Gaddafi’s killing “sends a message for the presidents and the entourage around them -- what fate awaits us even if we are prevailing now?” said Ibrahim Seif, resident scholar at the Carnegie Middle East Center in Beirut.
For months Gaddafi had the option of seeking safe haven in sympathetic African countries, Seif said, but chose to stand his ground against a rebel force which, backed by NATO jets, gradually turned the tide against his forces and eventually defeated and killed him.
Neither Assad nor Saleh yet faces the prospect of foreign military intervention, but the longer their standoffs with protesters continue, the smaller the prospect of any deal to end the unrest.
“Some people are now saying that Zine al-Abidine and Mubarak were wise men for leaving in that way,” Seif said.
Even if the Yemeni and Syria leaders were determined to stay in power, their close supporters might have second thoughts, he added. “When they see total collapse they have to think twice about what they are doing.”
Successive gains by Libyan rebels, from the capture of the capital Tripoli in August to Gaddafi’s killing on Thursday, have been closely monitored elsewhere by protesters and presidents alike.
“Dictators share the same habits and traits -- every time one of their own falls, the others take notice,” said Yemeni political analyst Abdulghani al-Iryani. “This will have a big political impact on President Saleh”.
But the veteran Yemeni leader is unlikely to be pushed into a dramatic change of strategy.
“Saleh is now calibrating his response. It will be a game of combining military pressure with calls for negotiations,” Iryani said. “If things seem to be going his way he will increase military pressure, but if they seem to worsen for him he will open more to reconciliation”.
Hafedh al-Buqari, an analyst and president of the Yemen Polling Center, said Gaddafi’s death would frighten Saleh but might drive him to be “more stubborn against international pressure” to stand aside.
“Saleh is looking for the fourth option -- the Yemeni option without fleeing or dying.
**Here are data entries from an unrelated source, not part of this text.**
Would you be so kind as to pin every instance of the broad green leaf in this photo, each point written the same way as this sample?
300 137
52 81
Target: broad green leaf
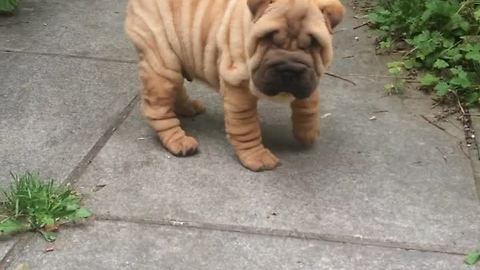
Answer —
472 258
429 80
477 14
48 236
442 88
440 64
461 79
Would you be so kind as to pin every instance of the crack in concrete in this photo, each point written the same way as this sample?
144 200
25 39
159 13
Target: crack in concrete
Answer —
74 56
295 234
88 158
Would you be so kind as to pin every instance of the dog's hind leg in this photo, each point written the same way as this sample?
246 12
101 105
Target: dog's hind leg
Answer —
159 97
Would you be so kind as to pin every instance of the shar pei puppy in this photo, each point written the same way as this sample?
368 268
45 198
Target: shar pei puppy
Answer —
247 50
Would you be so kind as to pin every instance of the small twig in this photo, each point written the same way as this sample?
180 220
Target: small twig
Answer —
432 123
459 103
460 144
443 154
340 77
360 26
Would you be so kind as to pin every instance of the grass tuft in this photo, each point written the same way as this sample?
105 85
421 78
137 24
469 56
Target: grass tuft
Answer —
34 204
440 39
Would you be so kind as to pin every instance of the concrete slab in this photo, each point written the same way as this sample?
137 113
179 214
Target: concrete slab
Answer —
54 109
130 246
85 28
384 180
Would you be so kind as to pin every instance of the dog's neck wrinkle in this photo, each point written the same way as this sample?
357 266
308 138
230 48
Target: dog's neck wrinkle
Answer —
232 44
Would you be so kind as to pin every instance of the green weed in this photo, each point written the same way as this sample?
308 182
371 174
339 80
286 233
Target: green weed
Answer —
473 257
32 204
443 40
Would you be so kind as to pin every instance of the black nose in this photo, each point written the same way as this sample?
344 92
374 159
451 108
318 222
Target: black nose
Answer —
290 71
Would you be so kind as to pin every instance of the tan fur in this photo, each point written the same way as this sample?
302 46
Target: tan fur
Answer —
219 42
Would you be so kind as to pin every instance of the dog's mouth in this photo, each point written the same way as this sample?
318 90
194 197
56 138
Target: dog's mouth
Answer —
285 76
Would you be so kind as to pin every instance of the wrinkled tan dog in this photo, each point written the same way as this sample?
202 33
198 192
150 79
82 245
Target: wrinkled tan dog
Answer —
248 49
He thinks he can cling to power,” he said.
In some Arab countries, where rulers face calls for reform rather than regime change, the bloody end to Gaddafi’s 42-year hold on power could still encourage attempts at compromise.
“In Jordan, Morocco and Bahrain, they still have room to manoeuvre... and I think what happened to Gaddafi will accelerate the process of them engaging with their community,” Seif said.
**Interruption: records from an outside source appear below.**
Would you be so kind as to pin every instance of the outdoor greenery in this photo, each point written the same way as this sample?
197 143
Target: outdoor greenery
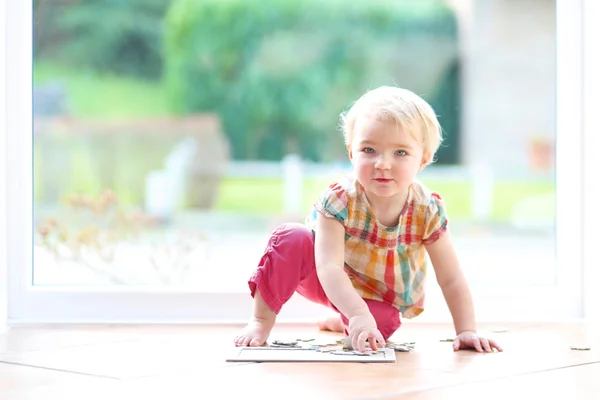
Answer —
266 195
279 73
But in Syria, as in Yemen, the news of Gaddafi’s death could simply entrench both sides in confrontation, as leaders do all in their powers to avoid sharing his fate.
“It may give courage (to protesters) but it may also give the regime extra impetus to resist any opposition,” said Nikolaos Van Dam, a Dutch scholar and former diplomat.
Pointing to the huge military advantage Assad’s forces have over his opponents, despite the reported desertions of thousands of Sunni Muslim army conscripts, Van Dam said the impact of Gaddafi’s death would be limited.
“The motivation may be stronger, but it doesn’t mean success,” he said.
Syrian television described the killing as an assassination and stressed the civilian deaths and bomb damage it said NATO had caused -- a repeated theme of state media seeking to show what Western powers might inflict on Syria.
“Most people in the West have thought only about toppling Gaddafi but they haven’t thought about what happens afterwards,” Van Dam said. “That is the point of the Syrian regime -- is it going to be better when the regime falls?”